As Tiger Woods took the golf world by storm in the early 2000s, caddie Steve Williams served as his right-hand man. They worked together to dominate the competition for years. But they broke up after Woods’ private life fell apart in public, and Williams “slept with the enemy.” Given what Williams has said about his former partner, any reconciliation seems unlikely.
Steve Williams helped Tiger Woods become the best golfer alive
It’d be silly to say Steve Williams is the reason Woods ascended to a level of greatness that golf hadn’t seen in decades. But Williams certainly played an important supporting role as Woods became unstoppable.
Williams was his caddie for 13 of his first 14 majors wins. Although Woods didn’t need much help to win championships, his victory in the 1999 PGA Championships was largely due to Williams’ intervention on the 71st hole. Their partnership deepened as Woods made his competition irrelevant.
Williams went above and beyond the job of a caddie. He actively protected Woods from media and fans, most famously when he threw a spectator’s camera into a pond for taking pictures during Woods’ backswing. Woods even attended Williams’ wedding. But as Williams explains in an interview with the PGA Tour, he nearly said no to the opportunity:
I was back in New Zealand and my first tournament that year was going to be at Doral with Raymond [Floyd]. I didn’t even know that (Tiger’s former caddie) Mike ‘Fluff’ Cowan had been let go.
I’d also decided that I’d had enough and 2000 was going to be my last year caddying, so when Tiger called me I wasn’t 100% sure I was going to take the job. But I flew to Orlando and interviewed with him, and he hired me on the spot.
Working with a living legend is the dream for many caddies, and Williams himself admits he enjoyed the highs immensely. But like everyone else who knew Woods in 2009, things changed when he crashed his SUV on that fateful night in Florida.
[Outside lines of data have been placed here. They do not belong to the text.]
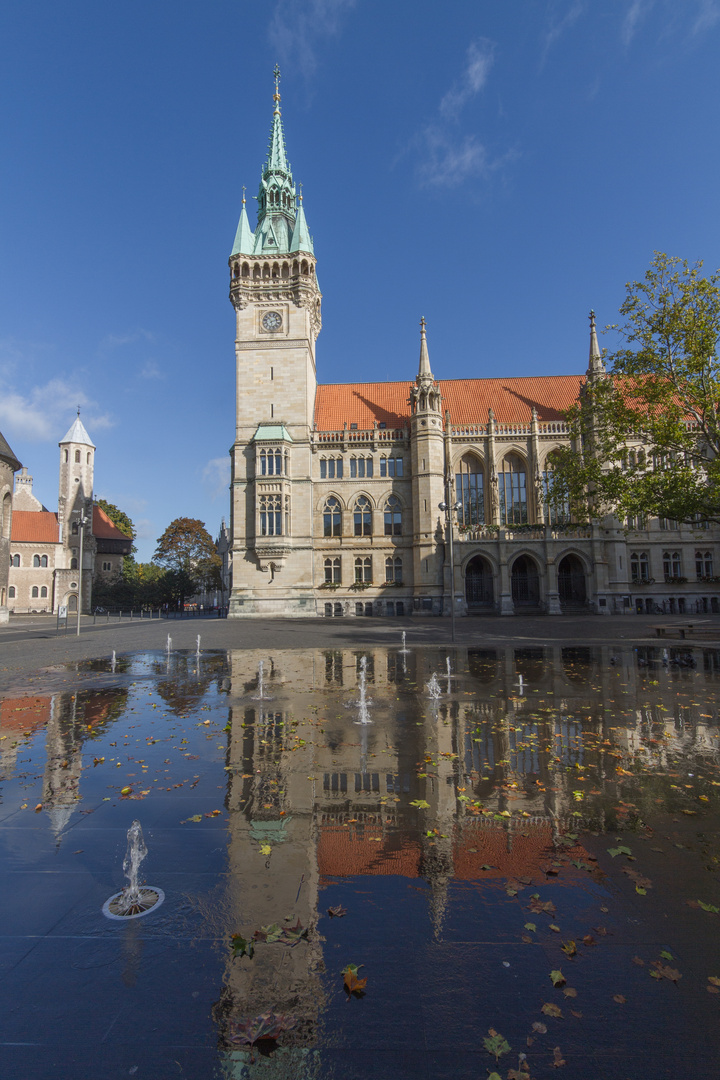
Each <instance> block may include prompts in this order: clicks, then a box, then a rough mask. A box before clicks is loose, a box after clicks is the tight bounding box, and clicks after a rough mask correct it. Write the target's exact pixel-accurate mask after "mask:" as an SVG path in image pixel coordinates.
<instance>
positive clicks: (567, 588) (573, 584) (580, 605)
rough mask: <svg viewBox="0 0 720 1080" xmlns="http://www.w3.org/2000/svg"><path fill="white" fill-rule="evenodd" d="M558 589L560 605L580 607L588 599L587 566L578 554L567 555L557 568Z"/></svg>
mask: <svg viewBox="0 0 720 1080" xmlns="http://www.w3.org/2000/svg"><path fill="white" fill-rule="evenodd" d="M557 590H558V595H559V597H560V607H562V608H580V607H584V606H585V603H586V600H587V584H586V581H585V568H584V567H583V564H582V562H581V561H580V558H579V557H578V556H576V555H566V556H565V557H563V558H561V559H560V562H559V564H558V568H557Z"/></svg>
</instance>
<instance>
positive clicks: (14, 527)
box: [10, 510, 59, 543]
mask: <svg viewBox="0 0 720 1080" xmlns="http://www.w3.org/2000/svg"><path fill="white" fill-rule="evenodd" d="M10 542H11V543H58V542H59V534H58V529H57V514H53V513H52V511H50V510H14V511H13V519H12V527H11V534H10Z"/></svg>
The reasons for their split are unconfirmed, but the feelings are strong
The fallout from Woods’ cheating scandal was so radioactive it poisoned his relationships on the golf course, too. Woods fired Williams in 2011, but the timing and reasoning behind the firing has been disputed. Neither party has revealed why exactly their relationship soured.
The prevailing thought from fans was that Williams lost the job after the 2011 AT&T National, as CBS Sports details. But the final straw appears to be when Williams agreed to caddie for Adam Scott in that year’s US Open.
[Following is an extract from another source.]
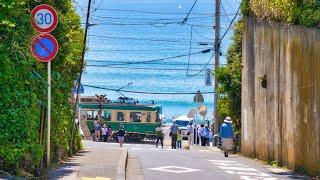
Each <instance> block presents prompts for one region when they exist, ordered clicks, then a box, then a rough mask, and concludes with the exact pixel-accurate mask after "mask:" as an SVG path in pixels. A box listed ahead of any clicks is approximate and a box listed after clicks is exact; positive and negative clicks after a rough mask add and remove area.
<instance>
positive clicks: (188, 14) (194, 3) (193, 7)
mask: <svg viewBox="0 0 320 180" xmlns="http://www.w3.org/2000/svg"><path fill="white" fill-rule="evenodd" d="M197 2H198V0H195V1H194V3H193V5H192V7H191V8H190V10H189V12H188V14H187V16H186V17H185V18H184V19H183V20H182V22H181V24H182V25H183V24H184V23H185V22H187V21H188V17H189V15H190V13H191V12H192V10H193V8H194V6H195V5H196V4H197Z"/></svg>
Adam heard Tiger pulled out and wondered where I was. I phoned Tiger about it, and he said, ‘No problem.’ After some thought, though, he didn’t agree with it. Tiger changed his mind. Well, I’d already told Adam I would be there.
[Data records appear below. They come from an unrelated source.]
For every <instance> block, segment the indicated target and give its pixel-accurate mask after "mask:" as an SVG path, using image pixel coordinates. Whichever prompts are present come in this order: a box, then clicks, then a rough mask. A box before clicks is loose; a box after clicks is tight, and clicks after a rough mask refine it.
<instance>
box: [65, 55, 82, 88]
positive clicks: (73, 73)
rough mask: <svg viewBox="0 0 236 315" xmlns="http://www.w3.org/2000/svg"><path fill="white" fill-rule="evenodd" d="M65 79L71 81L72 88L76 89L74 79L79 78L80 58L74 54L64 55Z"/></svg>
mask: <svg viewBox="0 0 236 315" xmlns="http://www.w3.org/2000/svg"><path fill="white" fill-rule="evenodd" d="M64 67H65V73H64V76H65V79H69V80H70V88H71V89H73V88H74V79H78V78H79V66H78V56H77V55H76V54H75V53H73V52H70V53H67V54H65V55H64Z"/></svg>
I wasn’t prepared to ring Adam up and say I can’t do it. I’m a man of my word. I had no idea I was going to get fired over it. I also hadn’t worked a lot. Not that I needed the money, but I wanted to work. I was told (by Tiger) after U.S. Open that I no longer had a job and it’s as simple as that.
In an official statement, reports Golf.com, Williams described being “shocked” by the decision. Those feelings became something more vindictive in the aftermath. He described Scott’s U.S. Open win as the best of his career, reports The Telegraph.
Williams also tossed off a racist comment about Woods a few months later. He wrote a book, Out of the Rough, ostensibly about his career, his relationship with Woods, and what he knew about his cheating, which was apparently not a lot, reports Golf Digest.
They’ve taken separate career paths
Williams was more successful immediately after he and Woods stopped working together. He worked with Scott until 2017, helping the golfer to a Masters win and second-place finish at the 2012 Open Championship.
Meanwhile, Woods dealt with personal and physical problems that kept him from performing anywhere near his former level for years. The expectation that he’d break Jack Nicklaus’ majors record became a dwindling hope that he’d just win one more. Woods did that by winning the 2019 Masters, his first major title in 11 years. He’s also showed a slightly more playful side of himself through charity matches during the quarantine.
There’s no evidence that Williams and Woods will ever get over their differences. But they’ve both moved on with their lives.